Não sou Flaubert nem Haussmann
O jornalista Enio Vieira disse para o editor da "Revista Bula", Carlos Willian, que sou responsável pela desconstrução de um artigo de sua autoria, sob o pseudônimo de Haussmann.
Enio está enganado, pois nem mesmo li o livro que ele e Haussmann estão discutindo. Ele me deu de presente um livro de Paul Johnson sobre a história dos Estados Unidos, não o do autor em questão, que, insisto, não li. Não sou responsável pela desconstrução, assim como não são Eduardo Horácio e Irapuan Costa Junior. Haussmann é, na verdade, um professor universitário tão gabaritado quanto Enio. Com mestrado e doutorado. Seu conhecimento de literatura é, seguramente, maior do que o meu e de Enio juntos.

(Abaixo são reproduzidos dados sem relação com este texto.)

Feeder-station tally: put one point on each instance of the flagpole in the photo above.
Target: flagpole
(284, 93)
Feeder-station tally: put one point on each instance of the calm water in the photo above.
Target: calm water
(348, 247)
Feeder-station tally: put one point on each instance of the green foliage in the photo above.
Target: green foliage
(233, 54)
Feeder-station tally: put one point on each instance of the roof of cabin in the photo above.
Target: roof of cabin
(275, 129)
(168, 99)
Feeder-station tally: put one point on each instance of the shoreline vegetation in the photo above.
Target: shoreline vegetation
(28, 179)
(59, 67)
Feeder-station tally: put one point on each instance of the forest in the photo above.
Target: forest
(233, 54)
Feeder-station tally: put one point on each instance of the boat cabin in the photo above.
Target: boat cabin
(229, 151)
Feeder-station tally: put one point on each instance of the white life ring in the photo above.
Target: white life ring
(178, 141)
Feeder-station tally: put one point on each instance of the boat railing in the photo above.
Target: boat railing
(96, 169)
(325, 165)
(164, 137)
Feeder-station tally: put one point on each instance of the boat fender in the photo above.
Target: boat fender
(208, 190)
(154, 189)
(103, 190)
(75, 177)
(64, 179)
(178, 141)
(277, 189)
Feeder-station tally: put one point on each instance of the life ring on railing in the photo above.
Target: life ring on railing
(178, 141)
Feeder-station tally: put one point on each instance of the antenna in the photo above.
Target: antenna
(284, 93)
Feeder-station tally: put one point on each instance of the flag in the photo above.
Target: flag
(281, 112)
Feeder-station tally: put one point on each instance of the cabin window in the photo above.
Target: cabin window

Posso não concordar com o que Enio escreve, mas não escrevo na seção de comentários da Bula, nem com meu próprio nome, nem com pseudônimos. Por um motivo bem simples: não tenho paciência e, como leitor infatigável (três a quatro livros por semana), não tenho tempo. Medo de polêmica claro que não é, pois quem escreve a coluna Imprensa, e por isso já foi vítima de achincalhe no "Diário da Manhã" (Suely Arantes foi usada por um jornalista metido a bonzinho e mais sujo do que latrina), precisa saber das coisas e ter coragem e não ter rabo sujo ou preso.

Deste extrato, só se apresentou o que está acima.